Loren Ludwig is a performer-scholar based in Baltimore, MD.

Loren studied viola da gamba at Oberlin Conservatory and holds a PhD in Critical and Comparative Studies in Music from the University of Virginia.

[CURRENT]: Excited that the BBC3 turned my research on civil rights luminary and early music pioneer Bayard Rustin into a Sunday Feature that will run on Jan. 21, 2024. BBC3 writes, “Rustin’s great enthusiasm for Early Music and how he used it within his political work has been brought to life by the academic research of musicologist Loren Ludwig, who speaks to Joseph [McHardy] about his research on Rustin. Joseph and Loren dig deep into Rustin’s 1952 album, which combined Early Music with African American Spirituals, and they explore the radical roots of the Early Music revival in the United States.” [/CURRENT]

As a viol player, Loren performs widely as a soloist and chamber musician. He is a co-founder of critically acclaimed ensembles LeStrange Viols, the 17th century string band ACRONYM, and Science Ficta.

As a scholar of early modern musical culture, Loren researches what he terms polyphonic intimacy, the idea that music in the Western tradition is constructed to foster social relationships among its performers and listeners. Loren has served as musicology faculty at the Peabody Institute of Johns Hopkins University, Grinnell College, and the New Zealand School of Music. Loren teaches chamber music and performance practice at residencies and festivals across four continents.

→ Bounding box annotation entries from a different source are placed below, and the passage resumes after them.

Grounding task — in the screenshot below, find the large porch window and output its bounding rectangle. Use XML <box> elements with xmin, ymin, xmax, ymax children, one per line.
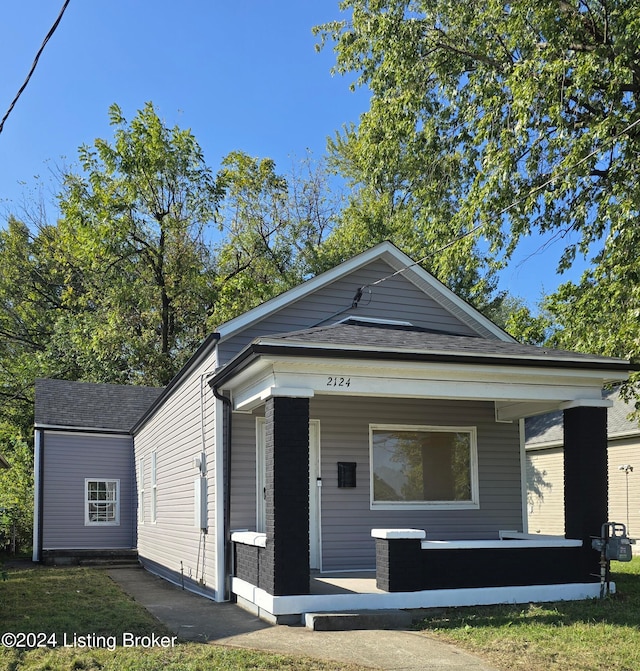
<box><xmin>369</xmin><ymin>424</ymin><xmax>478</xmax><ymax>510</ymax></box>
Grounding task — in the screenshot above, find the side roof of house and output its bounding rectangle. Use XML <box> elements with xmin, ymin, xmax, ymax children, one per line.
<box><xmin>35</xmin><ymin>379</ymin><xmax>162</xmax><ymax>433</ymax></box>
<box><xmin>525</xmin><ymin>388</ymin><xmax>640</xmax><ymax>449</ymax></box>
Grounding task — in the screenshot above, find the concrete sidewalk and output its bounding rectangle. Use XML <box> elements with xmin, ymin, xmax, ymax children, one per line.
<box><xmin>109</xmin><ymin>568</ymin><xmax>496</xmax><ymax>671</ymax></box>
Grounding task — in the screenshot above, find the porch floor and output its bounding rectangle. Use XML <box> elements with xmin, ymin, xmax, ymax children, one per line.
<box><xmin>310</xmin><ymin>570</ymin><xmax>385</xmax><ymax>594</ymax></box>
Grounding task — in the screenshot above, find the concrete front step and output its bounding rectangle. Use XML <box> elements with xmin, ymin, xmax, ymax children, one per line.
<box><xmin>303</xmin><ymin>610</ymin><xmax>413</xmax><ymax>631</ymax></box>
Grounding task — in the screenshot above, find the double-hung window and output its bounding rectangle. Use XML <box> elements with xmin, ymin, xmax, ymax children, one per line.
<box><xmin>84</xmin><ymin>478</ymin><xmax>120</xmax><ymax>525</ymax></box>
<box><xmin>369</xmin><ymin>424</ymin><xmax>478</xmax><ymax>510</ymax></box>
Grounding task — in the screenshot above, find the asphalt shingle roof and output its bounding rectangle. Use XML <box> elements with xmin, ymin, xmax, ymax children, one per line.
<box><xmin>256</xmin><ymin>320</ymin><xmax>623</xmax><ymax>364</ymax></box>
<box><xmin>35</xmin><ymin>379</ymin><xmax>162</xmax><ymax>431</ymax></box>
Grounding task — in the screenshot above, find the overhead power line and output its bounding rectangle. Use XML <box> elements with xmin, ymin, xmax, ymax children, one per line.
<box><xmin>0</xmin><ymin>0</ymin><xmax>71</xmax><ymax>133</ymax></box>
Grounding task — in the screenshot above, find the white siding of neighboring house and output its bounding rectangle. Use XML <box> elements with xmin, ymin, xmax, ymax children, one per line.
<box><xmin>42</xmin><ymin>431</ymin><xmax>136</xmax><ymax>550</ymax></box>
<box><xmin>527</xmin><ymin>447</ymin><xmax>564</xmax><ymax>536</ymax></box>
<box><xmin>527</xmin><ymin>438</ymin><xmax>640</xmax><ymax>552</ymax></box>
<box><xmin>231</xmin><ymin>396</ymin><xmax>523</xmax><ymax>571</ymax></box>
<box><xmin>134</xmin><ymin>352</ymin><xmax>218</xmax><ymax>595</ymax></box>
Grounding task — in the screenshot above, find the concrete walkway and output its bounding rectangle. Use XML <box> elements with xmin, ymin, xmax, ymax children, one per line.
<box><xmin>109</xmin><ymin>568</ymin><xmax>496</xmax><ymax>671</ymax></box>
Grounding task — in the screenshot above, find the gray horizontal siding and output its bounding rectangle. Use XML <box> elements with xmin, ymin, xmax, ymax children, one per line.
<box><xmin>42</xmin><ymin>431</ymin><xmax>135</xmax><ymax>550</ymax></box>
<box><xmin>135</xmin><ymin>353</ymin><xmax>216</xmax><ymax>594</ymax></box>
<box><xmin>527</xmin><ymin>437</ymin><xmax>640</xmax><ymax>552</ymax></box>
<box><xmin>232</xmin><ymin>397</ymin><xmax>523</xmax><ymax>570</ymax></box>
<box><xmin>219</xmin><ymin>260</ymin><xmax>475</xmax><ymax>364</ymax></box>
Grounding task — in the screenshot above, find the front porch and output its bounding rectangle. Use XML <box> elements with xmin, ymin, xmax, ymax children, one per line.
<box><xmin>231</xmin><ymin>571</ymin><xmax>604</xmax><ymax>624</ymax></box>
<box><xmin>231</xmin><ymin>530</ymin><xmax>615</xmax><ymax>624</ymax></box>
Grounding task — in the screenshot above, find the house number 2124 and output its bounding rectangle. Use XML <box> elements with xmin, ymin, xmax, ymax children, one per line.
<box><xmin>327</xmin><ymin>377</ymin><xmax>351</xmax><ymax>387</ymax></box>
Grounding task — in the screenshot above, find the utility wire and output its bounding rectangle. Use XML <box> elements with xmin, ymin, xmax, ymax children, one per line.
<box><xmin>0</xmin><ymin>0</ymin><xmax>71</xmax><ymax>133</ymax></box>
<box><xmin>352</xmin><ymin>118</ymin><xmax>640</xmax><ymax>307</ymax></box>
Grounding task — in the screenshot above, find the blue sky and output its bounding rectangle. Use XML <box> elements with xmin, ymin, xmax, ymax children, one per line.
<box><xmin>0</xmin><ymin>0</ymin><xmax>575</xmax><ymax>306</ymax></box>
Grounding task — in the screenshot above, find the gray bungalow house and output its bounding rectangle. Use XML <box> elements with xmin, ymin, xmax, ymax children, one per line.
<box><xmin>35</xmin><ymin>243</ymin><xmax>630</xmax><ymax>622</ymax></box>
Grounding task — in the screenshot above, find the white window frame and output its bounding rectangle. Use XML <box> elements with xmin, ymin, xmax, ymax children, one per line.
<box><xmin>151</xmin><ymin>452</ymin><xmax>158</xmax><ymax>524</ymax></box>
<box><xmin>138</xmin><ymin>457</ymin><xmax>145</xmax><ymax>524</ymax></box>
<box><xmin>84</xmin><ymin>478</ymin><xmax>120</xmax><ymax>527</ymax></box>
<box><xmin>369</xmin><ymin>424</ymin><xmax>480</xmax><ymax>510</ymax></box>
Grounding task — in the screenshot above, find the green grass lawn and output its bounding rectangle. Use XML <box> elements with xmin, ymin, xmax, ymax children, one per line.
<box><xmin>0</xmin><ymin>567</ymin><xmax>362</xmax><ymax>671</ymax></box>
<box><xmin>418</xmin><ymin>557</ymin><xmax>640</xmax><ymax>671</ymax></box>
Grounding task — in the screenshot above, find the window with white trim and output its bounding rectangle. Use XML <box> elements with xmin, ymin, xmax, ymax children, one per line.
<box><xmin>84</xmin><ymin>478</ymin><xmax>120</xmax><ymax>526</ymax></box>
<box><xmin>151</xmin><ymin>452</ymin><xmax>158</xmax><ymax>524</ymax></box>
<box><xmin>138</xmin><ymin>457</ymin><xmax>145</xmax><ymax>524</ymax></box>
<box><xmin>369</xmin><ymin>424</ymin><xmax>478</xmax><ymax>510</ymax></box>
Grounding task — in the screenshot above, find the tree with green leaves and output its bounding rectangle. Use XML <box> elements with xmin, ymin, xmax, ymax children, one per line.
<box><xmin>316</xmin><ymin>0</ymin><xmax>640</xmax><ymax>370</ymax></box>
<box><xmin>213</xmin><ymin>151</ymin><xmax>335</xmax><ymax>325</ymax></box>
<box><xmin>54</xmin><ymin>103</ymin><xmax>222</xmax><ymax>384</ymax></box>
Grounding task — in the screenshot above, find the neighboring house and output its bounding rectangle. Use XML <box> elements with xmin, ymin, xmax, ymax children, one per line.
<box><xmin>526</xmin><ymin>388</ymin><xmax>640</xmax><ymax>552</ymax></box>
<box><xmin>35</xmin><ymin>243</ymin><xmax>630</xmax><ymax>621</ymax></box>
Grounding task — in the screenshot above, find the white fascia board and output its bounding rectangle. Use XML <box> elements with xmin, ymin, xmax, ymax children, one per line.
<box><xmin>256</xmin><ymin>337</ymin><xmax>629</xmax><ymax>370</ymax></box>
<box><xmin>224</xmin><ymin>357</ymin><xmax>616</xmax><ymax>419</ymax></box>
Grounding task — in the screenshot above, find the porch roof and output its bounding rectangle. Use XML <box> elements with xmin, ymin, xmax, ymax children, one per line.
<box><xmin>210</xmin><ymin>319</ymin><xmax>631</xmax><ymax>419</ymax></box>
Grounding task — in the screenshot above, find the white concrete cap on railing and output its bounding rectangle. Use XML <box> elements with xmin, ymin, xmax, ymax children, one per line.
<box><xmin>371</xmin><ymin>529</ymin><xmax>427</xmax><ymax>540</ymax></box>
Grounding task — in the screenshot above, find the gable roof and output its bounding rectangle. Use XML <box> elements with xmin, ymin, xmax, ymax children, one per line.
<box><xmin>525</xmin><ymin>388</ymin><xmax>640</xmax><ymax>449</ymax></box>
<box><xmin>256</xmin><ymin>318</ymin><xmax>628</xmax><ymax>370</ymax></box>
<box><xmin>35</xmin><ymin>379</ymin><xmax>162</xmax><ymax>433</ymax></box>
<box><xmin>218</xmin><ymin>241</ymin><xmax>515</xmax><ymax>342</ymax></box>
<box><xmin>212</xmin><ymin>318</ymin><xmax>629</xmax><ymax>385</ymax></box>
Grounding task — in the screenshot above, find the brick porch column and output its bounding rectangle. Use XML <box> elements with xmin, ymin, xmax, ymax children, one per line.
<box><xmin>564</xmin><ymin>407</ymin><xmax>608</xmax><ymax>581</ymax></box>
<box><xmin>261</xmin><ymin>397</ymin><xmax>310</xmax><ymax>596</ymax></box>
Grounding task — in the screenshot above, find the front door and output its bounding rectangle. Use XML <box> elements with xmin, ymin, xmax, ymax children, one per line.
<box><xmin>256</xmin><ymin>417</ymin><xmax>322</xmax><ymax>569</ymax></box>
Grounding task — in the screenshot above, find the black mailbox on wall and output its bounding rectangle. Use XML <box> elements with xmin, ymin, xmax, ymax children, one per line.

In Baltimore, Loren serves as a lecturer in Johns Hopkins University’s Medicine, Science, and Humanities Major. He teaches a course he developed called “Music as Medicine,” a seminar in which students discover the deeply intertwined histories of music and medicine in the West (Pythagoras identified foremost as a healer; the stethoscope was developed by a flute maker; etc.) and engage with guests working across the many professional intersections of music and medicine (research, clinical practice, environmental and community interventions, etc.). Loren also develops and delivers programming at the nexus of the arts, humanities, and health on the JH Medical Campus as the Program Coordinator for the Johns Hopkins School of Medicine’s Program in Arts, Humanities, & Health.

Current (music) research projects include the reconstruction of a lost tradition of ensemble string playing in New England c1800 and archival work in VA and MD uncovering evidence of the participation by African American musicians in colonial musical culture. For ongoing, public-facing content related to this work, please visit the publications area of my website.

Recent projects include articles on the history of tuning and temperament (“Bach, the Viola da Gamba, and Temperament in the Early Eighteenth Century” in BACH: Journal of the Riemenscheider Bach Institute 53), and on the history of the American early music revival (articles on the early music activism of civil rights luminary Bayard Rustin in Emag and the twin birth of Minimalism and early music revivalism in post-war New York [Routledge]). My ongoing research on New England viols and the rich culture of vernacular stringed instrument building and music making is (sporadically) chronicled in this blog.

Articles documenting my discovery of the secret origins of 17th-century alchemist Michael Maier’s 50 alchemical fugues in his magnum opus Atalanta Fugiens (1618), as well as my research on the presence of use of the viola da gamba in colonial Virginia and Maryland (and world premiere recordings of viola da music from Virginia), are linked on my publications page.